Good start, but a long way to go. India's airport commercials are designed around the origin-destination (OD) format of passengers with complex transit rules beyond those from adjoining countries like Nepal, Bhutan and Sri Lanka.
Several things need to be considered before trying this stunt.
- MARKET STRUCTURE
- India is itself a massive source of passengers. Unlike the US, domestic transit flights are rare and expensive, meaning that the only options that airlines have are direct flights.
- Most of the inbound flights are of Indians with a smatter of foreign tourists which are a fraction of the net passenger flow between India and the world.

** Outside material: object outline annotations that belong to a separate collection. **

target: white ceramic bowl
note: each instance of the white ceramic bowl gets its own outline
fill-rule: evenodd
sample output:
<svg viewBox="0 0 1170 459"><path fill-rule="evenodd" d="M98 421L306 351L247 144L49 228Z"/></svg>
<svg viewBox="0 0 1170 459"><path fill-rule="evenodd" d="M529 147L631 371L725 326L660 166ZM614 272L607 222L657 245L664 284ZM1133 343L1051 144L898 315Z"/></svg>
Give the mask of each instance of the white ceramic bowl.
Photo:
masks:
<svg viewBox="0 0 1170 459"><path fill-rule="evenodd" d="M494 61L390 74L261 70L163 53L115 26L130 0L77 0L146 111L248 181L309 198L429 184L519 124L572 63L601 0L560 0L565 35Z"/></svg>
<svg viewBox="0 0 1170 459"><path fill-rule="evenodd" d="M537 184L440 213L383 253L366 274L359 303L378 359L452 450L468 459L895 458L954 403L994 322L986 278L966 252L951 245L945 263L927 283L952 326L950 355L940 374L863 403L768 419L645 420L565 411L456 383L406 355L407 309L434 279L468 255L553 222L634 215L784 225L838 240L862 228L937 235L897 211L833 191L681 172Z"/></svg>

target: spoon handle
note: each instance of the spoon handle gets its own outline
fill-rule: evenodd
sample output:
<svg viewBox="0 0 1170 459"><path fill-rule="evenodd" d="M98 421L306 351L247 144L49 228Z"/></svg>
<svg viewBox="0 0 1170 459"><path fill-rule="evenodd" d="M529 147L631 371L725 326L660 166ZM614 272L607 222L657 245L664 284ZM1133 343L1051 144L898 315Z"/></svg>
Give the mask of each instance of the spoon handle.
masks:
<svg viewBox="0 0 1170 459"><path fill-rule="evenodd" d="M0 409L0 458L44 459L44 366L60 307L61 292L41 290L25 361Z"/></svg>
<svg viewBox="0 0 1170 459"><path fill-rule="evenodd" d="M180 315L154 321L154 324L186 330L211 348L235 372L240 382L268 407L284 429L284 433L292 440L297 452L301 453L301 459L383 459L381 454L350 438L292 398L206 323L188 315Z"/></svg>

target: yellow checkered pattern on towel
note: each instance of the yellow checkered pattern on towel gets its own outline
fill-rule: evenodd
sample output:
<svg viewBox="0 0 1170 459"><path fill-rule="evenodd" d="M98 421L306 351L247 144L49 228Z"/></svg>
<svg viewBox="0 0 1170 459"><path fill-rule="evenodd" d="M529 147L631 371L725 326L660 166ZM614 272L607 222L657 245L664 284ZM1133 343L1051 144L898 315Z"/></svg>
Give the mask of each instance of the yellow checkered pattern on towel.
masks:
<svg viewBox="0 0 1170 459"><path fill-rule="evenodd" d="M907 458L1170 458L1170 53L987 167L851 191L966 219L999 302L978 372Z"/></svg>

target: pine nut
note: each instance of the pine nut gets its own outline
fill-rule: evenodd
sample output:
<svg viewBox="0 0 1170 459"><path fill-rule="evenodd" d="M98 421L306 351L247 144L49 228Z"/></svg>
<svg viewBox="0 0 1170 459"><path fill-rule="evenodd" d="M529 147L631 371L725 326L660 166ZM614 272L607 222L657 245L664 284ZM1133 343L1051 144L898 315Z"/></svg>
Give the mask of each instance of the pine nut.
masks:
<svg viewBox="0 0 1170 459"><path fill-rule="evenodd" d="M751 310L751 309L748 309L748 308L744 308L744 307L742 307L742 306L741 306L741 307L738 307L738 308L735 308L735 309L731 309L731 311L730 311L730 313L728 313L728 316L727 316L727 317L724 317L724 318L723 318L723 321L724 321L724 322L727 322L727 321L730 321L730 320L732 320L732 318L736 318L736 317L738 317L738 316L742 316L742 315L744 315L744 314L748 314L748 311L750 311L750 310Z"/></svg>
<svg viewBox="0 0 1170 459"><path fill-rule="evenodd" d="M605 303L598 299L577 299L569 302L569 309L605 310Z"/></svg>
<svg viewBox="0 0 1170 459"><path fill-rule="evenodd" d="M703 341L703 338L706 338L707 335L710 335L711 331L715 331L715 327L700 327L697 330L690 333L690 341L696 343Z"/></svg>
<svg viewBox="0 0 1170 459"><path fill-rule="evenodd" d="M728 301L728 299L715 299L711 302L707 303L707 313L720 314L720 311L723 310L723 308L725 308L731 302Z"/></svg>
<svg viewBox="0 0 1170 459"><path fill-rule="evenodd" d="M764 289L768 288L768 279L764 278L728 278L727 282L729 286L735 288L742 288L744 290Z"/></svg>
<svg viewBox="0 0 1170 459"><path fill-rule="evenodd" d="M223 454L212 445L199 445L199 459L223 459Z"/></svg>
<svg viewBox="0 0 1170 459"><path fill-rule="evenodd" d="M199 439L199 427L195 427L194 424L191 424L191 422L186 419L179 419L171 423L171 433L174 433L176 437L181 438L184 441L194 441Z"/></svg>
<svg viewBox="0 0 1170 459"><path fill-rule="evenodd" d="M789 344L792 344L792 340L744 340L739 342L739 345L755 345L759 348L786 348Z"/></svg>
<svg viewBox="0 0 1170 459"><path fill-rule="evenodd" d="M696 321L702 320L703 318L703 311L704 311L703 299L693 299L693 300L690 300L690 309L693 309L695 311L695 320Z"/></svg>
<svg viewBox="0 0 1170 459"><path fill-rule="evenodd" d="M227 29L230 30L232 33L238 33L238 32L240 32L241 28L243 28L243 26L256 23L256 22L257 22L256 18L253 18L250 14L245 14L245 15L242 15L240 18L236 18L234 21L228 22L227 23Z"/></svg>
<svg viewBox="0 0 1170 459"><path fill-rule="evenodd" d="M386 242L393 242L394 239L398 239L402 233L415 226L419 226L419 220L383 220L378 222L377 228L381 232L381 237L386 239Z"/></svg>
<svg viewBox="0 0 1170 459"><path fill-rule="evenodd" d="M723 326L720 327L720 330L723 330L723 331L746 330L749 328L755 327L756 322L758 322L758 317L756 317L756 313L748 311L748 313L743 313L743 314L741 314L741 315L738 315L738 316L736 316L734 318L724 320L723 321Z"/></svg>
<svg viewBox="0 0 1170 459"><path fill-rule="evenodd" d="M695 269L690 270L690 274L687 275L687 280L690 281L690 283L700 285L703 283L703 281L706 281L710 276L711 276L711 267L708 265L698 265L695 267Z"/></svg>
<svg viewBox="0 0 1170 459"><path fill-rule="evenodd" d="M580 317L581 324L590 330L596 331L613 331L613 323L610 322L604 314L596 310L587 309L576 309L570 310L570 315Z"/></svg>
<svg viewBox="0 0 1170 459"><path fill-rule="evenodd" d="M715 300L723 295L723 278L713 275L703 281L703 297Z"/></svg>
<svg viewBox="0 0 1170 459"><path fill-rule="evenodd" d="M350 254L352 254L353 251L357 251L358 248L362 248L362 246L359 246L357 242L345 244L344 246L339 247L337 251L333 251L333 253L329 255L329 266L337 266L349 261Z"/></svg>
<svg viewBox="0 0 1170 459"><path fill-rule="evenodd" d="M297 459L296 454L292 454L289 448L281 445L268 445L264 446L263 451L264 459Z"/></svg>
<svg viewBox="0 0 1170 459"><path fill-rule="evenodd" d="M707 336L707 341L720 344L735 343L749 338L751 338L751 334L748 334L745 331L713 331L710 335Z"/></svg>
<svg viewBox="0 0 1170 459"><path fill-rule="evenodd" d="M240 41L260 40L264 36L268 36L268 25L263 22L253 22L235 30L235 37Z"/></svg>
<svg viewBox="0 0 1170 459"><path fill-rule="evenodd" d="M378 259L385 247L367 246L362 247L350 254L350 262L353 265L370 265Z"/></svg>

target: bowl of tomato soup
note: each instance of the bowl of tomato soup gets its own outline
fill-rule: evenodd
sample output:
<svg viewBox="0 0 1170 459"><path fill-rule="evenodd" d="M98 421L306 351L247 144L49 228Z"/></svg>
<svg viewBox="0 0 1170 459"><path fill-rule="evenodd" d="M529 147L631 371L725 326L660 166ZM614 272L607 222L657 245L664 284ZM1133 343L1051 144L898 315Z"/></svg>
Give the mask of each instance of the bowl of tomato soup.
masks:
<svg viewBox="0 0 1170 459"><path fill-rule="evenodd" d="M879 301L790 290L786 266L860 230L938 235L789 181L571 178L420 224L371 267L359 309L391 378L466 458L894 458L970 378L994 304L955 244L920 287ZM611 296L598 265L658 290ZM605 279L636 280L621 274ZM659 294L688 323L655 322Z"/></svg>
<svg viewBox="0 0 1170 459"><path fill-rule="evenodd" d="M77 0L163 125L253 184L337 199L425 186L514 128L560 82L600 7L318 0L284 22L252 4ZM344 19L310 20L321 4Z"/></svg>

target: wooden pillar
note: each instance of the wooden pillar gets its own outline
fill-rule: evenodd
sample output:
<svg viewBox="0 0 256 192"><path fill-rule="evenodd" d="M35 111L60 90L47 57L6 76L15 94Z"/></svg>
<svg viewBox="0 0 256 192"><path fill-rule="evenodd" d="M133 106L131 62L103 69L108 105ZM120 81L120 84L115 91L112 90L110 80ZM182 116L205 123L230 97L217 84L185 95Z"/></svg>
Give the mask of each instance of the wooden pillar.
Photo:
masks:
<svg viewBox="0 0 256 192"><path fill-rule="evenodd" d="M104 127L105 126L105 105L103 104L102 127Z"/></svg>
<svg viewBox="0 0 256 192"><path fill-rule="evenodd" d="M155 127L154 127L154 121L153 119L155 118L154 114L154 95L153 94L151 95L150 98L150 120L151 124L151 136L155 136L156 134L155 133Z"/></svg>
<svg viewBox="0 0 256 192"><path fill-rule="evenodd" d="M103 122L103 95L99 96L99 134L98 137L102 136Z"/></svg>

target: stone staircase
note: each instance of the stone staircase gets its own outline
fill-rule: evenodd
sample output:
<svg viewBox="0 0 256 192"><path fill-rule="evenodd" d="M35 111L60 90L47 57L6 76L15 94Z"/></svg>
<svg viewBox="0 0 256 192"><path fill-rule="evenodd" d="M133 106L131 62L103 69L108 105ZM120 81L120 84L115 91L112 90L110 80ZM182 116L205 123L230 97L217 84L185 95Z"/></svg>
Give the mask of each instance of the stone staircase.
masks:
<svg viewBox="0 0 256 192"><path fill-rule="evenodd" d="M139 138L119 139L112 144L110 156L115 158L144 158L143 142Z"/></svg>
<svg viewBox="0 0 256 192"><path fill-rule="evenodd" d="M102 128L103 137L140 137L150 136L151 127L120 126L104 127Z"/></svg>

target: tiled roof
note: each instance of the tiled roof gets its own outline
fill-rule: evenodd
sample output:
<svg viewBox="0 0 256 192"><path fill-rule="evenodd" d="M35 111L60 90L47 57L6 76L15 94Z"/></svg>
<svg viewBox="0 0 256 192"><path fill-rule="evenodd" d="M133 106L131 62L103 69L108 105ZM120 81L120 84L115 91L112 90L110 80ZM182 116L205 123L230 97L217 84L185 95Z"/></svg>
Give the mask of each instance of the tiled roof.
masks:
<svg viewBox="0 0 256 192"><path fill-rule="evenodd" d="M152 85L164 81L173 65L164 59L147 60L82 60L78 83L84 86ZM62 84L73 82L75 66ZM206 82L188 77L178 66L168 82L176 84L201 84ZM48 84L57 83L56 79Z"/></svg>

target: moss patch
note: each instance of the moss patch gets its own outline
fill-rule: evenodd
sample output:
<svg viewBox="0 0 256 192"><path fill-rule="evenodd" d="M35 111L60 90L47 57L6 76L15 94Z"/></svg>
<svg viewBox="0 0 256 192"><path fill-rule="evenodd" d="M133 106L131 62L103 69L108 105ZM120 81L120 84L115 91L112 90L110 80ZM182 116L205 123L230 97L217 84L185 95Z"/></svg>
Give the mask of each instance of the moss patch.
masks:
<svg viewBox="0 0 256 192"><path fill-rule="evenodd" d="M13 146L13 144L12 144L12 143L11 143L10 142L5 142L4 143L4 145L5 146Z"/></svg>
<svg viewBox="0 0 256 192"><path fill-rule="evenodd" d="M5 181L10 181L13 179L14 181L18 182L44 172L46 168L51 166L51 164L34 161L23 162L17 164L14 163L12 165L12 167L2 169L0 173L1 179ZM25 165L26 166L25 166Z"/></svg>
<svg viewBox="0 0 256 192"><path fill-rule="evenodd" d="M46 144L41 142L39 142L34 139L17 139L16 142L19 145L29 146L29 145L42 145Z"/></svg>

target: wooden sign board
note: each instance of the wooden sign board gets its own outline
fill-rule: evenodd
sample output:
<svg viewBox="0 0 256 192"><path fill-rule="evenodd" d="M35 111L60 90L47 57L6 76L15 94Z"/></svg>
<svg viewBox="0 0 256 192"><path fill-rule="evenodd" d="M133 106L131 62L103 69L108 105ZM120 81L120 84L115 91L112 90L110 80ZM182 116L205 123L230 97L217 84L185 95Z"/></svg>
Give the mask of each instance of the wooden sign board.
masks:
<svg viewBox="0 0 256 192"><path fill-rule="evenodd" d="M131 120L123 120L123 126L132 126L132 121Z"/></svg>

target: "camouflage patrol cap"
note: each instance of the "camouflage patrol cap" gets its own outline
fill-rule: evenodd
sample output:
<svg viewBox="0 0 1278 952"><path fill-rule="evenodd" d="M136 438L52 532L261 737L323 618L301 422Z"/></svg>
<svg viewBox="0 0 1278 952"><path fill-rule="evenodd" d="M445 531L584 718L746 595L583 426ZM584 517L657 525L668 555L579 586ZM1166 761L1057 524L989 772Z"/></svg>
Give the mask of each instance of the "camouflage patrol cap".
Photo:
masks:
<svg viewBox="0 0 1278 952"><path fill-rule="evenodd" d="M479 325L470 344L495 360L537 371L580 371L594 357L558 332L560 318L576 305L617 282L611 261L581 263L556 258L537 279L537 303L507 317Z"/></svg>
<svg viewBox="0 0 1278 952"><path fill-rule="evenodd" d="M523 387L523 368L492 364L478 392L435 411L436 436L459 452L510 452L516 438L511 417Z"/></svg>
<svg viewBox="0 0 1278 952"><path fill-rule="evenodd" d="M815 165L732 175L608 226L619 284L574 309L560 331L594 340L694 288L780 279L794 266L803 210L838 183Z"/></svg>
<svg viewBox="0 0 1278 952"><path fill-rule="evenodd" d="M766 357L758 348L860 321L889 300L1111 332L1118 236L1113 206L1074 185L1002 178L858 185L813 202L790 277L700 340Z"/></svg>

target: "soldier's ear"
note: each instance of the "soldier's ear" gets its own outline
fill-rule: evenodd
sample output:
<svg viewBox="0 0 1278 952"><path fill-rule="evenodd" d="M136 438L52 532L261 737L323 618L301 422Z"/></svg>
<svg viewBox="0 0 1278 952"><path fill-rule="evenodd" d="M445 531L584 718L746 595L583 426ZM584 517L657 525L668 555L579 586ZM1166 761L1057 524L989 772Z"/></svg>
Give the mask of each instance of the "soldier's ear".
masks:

- COMMERCIALIZATION BOTTLENECKS
- We are a huge country with limited surveillance capabilities. Singapore, Netherlands, UAE, etc have small territories and stringent systems in place to monitor people's flows, thereby they have processes in place to ensure that those passengers stopping in their country are only for layover tourism. We cannot afford to do that.
- What incentive do we provide for passengers if they cannot have a 3/4-day stop-and-visit model?
- INFRASTRUCTURE - physical and fiscal
- Indian tax system does not help the cause of duty-free shopping unlike Dubai or Singapore or Hong Kong. Regulations will have to be tweaked to ensure that passengers in transit can buy absolutely duty-free products to their hearts' content - including fancy stuff like electronics, cellphones, etc. so that more airlines are motivated to encourage layover flights through India.
- The physical infrastructure has terminals designed to get passengers from check-in to the boarding gates with limited thoughts on what to do with transit passengers.
- I have transited via Delhi, Hyderabad and a few other airports while being on long tours overseas before and despite the architectural beauty there is nothing for a foreigner to do.
- To have a critical transit passenger base, we need a massive entertainment-f&b zone. That means someone having a 4-to-8-hour layover needs to have things to do. Lounges, movie halls, pubs, kids' entertainment facilities, and lots of shopping options. The top 6 airports in India are not designed for that kind of layover.
The closest airport to smart and efficient commercialization model is Kochi airport. It is small, efficient, and promotes local culture and products like no other Indian airport. But then again, this is only available at the departures since the airport's economics are deisgned for OD markets.
If our airports can combine the fiscal and physical transit architecture of Singapore Changi airport and bring the ingenous promotion strategy of Kochi airport across India, we will be an unstoppable force. If we start this today, it would start bearing results in another 5-8 years.
Hub-and-spoke model has limited business opportunities in India, since we are designed to be either a source market or a destination market.